[ OST Failure Report ] [ oVirt master ] [ 20-11-1017 ] [ 002_bootstrap.verify_add_all_hosts ]

Dafna Ron dron at redhat.com
Mon Nov 20 13:10:05 UTC 2017


Hi,

We had a failure in OST for test 002_bootstrap.verify_add_all_hosts.

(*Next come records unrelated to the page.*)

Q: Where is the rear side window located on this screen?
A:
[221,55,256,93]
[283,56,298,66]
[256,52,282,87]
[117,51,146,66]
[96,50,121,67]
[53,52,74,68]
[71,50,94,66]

>From the logs I can see that vdsm on host0 was reporting that it cannot
find the physical volume but eventually the storage was created and is
reported as responsive.

However, Host1 is reported to became non-operational with storage domain
does not exist error and I think that there is a race.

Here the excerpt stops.